Title: The sex determining gene Dax1, an orphan still looking for a home.

Thirty years ago, the discovery of the gene Sry opened up a new generation of research in sex development. The small and seemingly simple gene was sufficient to trigger testis development from the undifferentiated, bipotential gonad. This discovery is widely considered – and was acknowledged by the journal Nature – as one of the most significant findings of the last century, and was soon followed by the identification of Sry direct target Sox9. Together, Sry and Sox9 sit at the root of sex development tipping the balance between male and female sex determination. However, a third master gene, the orphan receptor Dax1, affects both Sry and Sox9 signalling and yet its function remains unknown. Paradoxically, overexpression and deletion of Dax1 lead to the same phenotype, a puzzle remained unsolved for decades. During this presentation, I will talk about the steps we are taking to understand Dax1 function and complete the paradigm of sex determination.
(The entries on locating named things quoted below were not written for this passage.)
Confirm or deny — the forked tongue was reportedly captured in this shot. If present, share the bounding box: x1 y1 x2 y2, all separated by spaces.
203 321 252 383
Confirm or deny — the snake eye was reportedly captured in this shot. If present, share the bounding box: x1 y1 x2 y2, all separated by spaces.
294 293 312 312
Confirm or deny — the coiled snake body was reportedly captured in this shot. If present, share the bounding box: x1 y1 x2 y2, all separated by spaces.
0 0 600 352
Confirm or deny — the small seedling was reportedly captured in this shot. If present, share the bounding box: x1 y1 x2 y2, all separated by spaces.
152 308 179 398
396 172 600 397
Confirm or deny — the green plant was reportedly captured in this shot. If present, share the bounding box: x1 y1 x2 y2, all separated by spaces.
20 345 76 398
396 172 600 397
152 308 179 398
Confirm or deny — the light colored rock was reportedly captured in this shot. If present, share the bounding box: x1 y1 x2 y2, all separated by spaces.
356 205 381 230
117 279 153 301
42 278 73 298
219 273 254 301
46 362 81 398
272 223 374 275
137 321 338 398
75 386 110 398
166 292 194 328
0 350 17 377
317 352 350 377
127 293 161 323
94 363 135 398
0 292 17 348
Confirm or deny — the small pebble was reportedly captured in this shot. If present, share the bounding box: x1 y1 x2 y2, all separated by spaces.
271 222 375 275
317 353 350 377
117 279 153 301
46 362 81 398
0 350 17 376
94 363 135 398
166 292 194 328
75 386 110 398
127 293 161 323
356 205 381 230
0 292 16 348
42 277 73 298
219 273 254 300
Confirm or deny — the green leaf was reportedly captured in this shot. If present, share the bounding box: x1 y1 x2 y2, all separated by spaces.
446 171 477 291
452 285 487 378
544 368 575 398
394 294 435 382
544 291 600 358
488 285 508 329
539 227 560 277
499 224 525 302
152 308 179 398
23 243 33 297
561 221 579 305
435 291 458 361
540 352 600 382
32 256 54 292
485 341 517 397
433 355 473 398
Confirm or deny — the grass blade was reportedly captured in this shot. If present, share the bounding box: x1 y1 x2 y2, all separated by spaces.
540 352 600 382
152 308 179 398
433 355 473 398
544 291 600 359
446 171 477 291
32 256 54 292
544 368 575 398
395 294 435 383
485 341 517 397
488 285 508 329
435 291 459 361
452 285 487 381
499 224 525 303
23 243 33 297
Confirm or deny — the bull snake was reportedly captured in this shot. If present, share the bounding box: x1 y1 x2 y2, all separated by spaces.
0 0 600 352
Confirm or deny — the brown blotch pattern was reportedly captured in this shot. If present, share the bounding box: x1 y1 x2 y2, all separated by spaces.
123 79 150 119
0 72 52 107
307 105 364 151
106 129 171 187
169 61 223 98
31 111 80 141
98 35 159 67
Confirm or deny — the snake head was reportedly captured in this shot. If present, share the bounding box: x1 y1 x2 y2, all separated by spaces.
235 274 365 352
Bio: Dr Pelosi received his PhD in Medical Biotechnology in 2006. He worked at the National Institute of Health, USA, where he studied sex determination, ovarian development, and premature menopause. He joined the University of Queensland in 2016, establishing an international and multidisciplinary team of clinicians and researchers to define the aetiology of DSD.


Dr Ann-Marie Patch

Title: Diverse analyses for the cancer genomics field

Ann-Marie PatchAbstract: Ann-Marie will present an overview the range of bioinformatics analyses typically used in collaborative projects of the Clinical Genomics Group at the QIMR Berghofer Medical Research Institute.
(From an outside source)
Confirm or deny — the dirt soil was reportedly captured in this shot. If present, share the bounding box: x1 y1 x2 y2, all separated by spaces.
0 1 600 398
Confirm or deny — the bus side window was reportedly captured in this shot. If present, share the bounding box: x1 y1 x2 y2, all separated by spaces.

Bio: Dr Patch leads the Clinical Genomics team undertaking the analysis and interpretation of multiple-omics data, including whole genome sequencing, transcriptomics and methylomics in cancer research. Her team works across many cancer projects to develop methods for the interpretation of somatic mutations, copy number and structural variations and to integrate transcript structure, expression and methylation analyses. Her research interests focus on understanding the intricacies of genomic heterogeneity of cancer and how that affects response to therapy.

About CCR Seminars

The UQ Centre of Clinical Research Seminars (CCR) are held fortnightly on Wednesdays from 12pm - 1pm (except during school holidays) currently on Zoom. The series features topics in multiple fields of research, presented by invited international, interstate and local researchers.